••• Von Martin Rümmele
Die Kärntner Gemeinde Finkenstein am Faaker See hat rund 9.300 Einwohner – und seit einem knappen Jahr zwei Community Nurses. Die Gemeinde gehört damit zu den Pionieren eines Pilotprojekts. In ganz Kärnten gibt es noch zwölf weitere „Gemeindeschwestern”, bundesweit mehr als 230 in knapp 2.400 Gemeinden und Städten. „Mit der Etablierung von wohnortnahen, aufsuchenden Unterstützungsangeboten in Pflege und Betreuung wird ein wichtiger Punkt im Regierungsübereinkommen umgesetzt. Dabei handelt es sich letztlich um eine essenzielle Weichenstellung für unser System der Pflegevorsorge”, erklärte Sozial- und Gesundheitsminister Johannes Rauch (Grüne) vor einem Jahr.

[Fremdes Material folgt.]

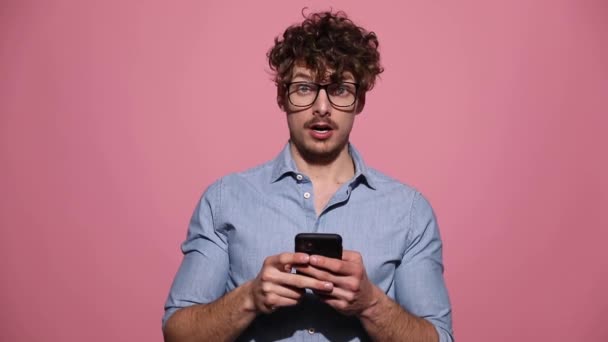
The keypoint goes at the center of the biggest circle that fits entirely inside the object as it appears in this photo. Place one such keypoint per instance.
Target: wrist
(247, 299)
(375, 306)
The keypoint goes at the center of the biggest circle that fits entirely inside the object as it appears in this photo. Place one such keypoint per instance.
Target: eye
(342, 89)
(304, 88)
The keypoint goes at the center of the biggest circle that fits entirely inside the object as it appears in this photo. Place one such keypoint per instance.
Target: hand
(275, 286)
(352, 292)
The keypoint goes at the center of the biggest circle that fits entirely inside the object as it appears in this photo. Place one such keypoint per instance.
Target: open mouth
(321, 128)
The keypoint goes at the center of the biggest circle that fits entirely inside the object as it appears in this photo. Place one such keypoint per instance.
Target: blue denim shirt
(243, 218)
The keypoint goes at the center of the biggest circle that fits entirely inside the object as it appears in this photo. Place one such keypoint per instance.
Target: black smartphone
(329, 245)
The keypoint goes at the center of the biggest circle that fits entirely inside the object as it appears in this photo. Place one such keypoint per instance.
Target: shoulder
(238, 181)
(384, 183)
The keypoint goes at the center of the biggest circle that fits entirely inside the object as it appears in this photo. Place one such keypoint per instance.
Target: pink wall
(114, 116)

Versorgungslücke geschlossen
Zwölf Monate später zieht der Bürgermeister von Finkenstein, Christian Poglitsch (ÖVP), eine positive Bilanz: „Wir bekommen nur positive Rückmeldungen. Die Aktivitäten der beiden Community Nurses stoßen im kommunalen Bereich auf breites Interesse ”, sagt er im medianet-Gespräch. „Man sieht erst jetzt, wie dringend notwendig das war, weil man vieles gar nicht gesehen hat.” Das Thema Pflege ist keine kommunale Aufgabe, sondern fällt in den Bereich von Bund und Land. Gesundheit passiere aber in der Gemeinde, sagt Poglitsch. Das Ziel müsse sein, dass die Menschen auch so lange wie es geht in der Gemeinde bleiben können. „Ich habe noch niemanden getroffen, der nicht in der Gemeinde und zu Hause alt werden will. Es gibt aber vor allem nur die Varianten Pflegeheim oder nur Betreuung zu Hause. Das Ziel ist, Menschen zu informieren, welche Angebote, aber auch welche Förderungen und Unterstützungen es gibt”, erklärt er das Prinzip der Community Nurses.

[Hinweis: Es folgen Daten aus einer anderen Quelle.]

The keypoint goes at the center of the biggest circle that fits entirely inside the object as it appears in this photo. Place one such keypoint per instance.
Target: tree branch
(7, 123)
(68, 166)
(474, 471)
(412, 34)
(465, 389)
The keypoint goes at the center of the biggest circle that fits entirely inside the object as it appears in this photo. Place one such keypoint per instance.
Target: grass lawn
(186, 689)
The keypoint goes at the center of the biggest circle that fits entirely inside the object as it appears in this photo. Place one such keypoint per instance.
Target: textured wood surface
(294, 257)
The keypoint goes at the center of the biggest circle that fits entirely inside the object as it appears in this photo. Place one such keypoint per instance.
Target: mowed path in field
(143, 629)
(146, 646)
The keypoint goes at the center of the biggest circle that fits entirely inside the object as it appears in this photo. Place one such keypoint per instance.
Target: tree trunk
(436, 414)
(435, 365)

In Finkenstein sind das die diplomierten Gesundheits- und Krankenpflegerinnen Renate Pirker und Katharina Dobernig. Für sie war die neue Aufgabe auch eine Chance der beruflichen Veränderung und Aufwertung ihrer Arbeit. „Für uns ist es extrem spannend, weil wir auch wieder mehr Zeit haben für die Menschen und meist mit dem Familienverbund einer Person konfrontiert sind. Es ist ein Paradigmenwechsel zu dem, was wir vorher gemacht haben”, schildert Pirker. Kollegin Dobernig ergänzt: „Unser Fokus liegt voll und ganz im Titel unseres Projektes – nämlich, ‚selbstbestimmt leben und selbstbestimmt bleiben'. Wir sind Ansprechpersonen für alle gesundheitlichen und pflegerischen Fragen der Gemeindebürger – vor allem aber der älteren Menschen. Wir sind eine neutrale Stelle und vermitteln zwischen Berufsgruppen und Hilfsangeboten; die Entscheidung treffen die Menschen selbst.” Nicht nur die Betroffenen und deren Angehörigen selbst erkennen den Mehrwert der Community Nurses. „In der Zwischenzeit werden wir auch von anderen Gesundheitsbereichen wie Arztpraxen weiter empfohlen und Kontakte an uns weitergeleitet.”
Vernetzung mit Ärzten
Ein enges Zusammenarbeiten gibt es auch mit dem Sozialamt der Marktgemeinde, da das Gemeindeamt in sehr vielen Fällen die erste Anlaufstelle von Betroffenen ist. „Mittlerweile rufen uns Ärzte an, schicken uns weiter. Auch Apotheken, Physiotherapeuten und andere Stakeholder in der Gemeinde vermitteln Menschen zu uns”, sagt Pirker. „Das geht bis hin zum regionalen Nahversorger, weil manchmal die Frage auftaucht, wie jemand mit Pflegebedarf – auch kurzfristig nach einem Unfall – zu Lebensmitteln kommt und wer beliefern kann”, schildert Dobernig. Das Service ist kostenlos. Oft tauchen bei Betroffenen auch Probleme auf, die zuerst gar nicht bewusst sind. Es geht darum, Lebensqualität zu erhalten und zu fördern.
Pirker und Dobernig arbeiten auch mit Casemanagern des LKH Villach zusammen. Das Ziel dabei ist, Drehtür-Effekte zu verhindern. „Das wird gut vom Entlassungsmanagement im Spital angenommen. Wir holen auch teilweise Menschen aus dem Pflegeheim wieder retour zurück nach Hause”, betont Pirker.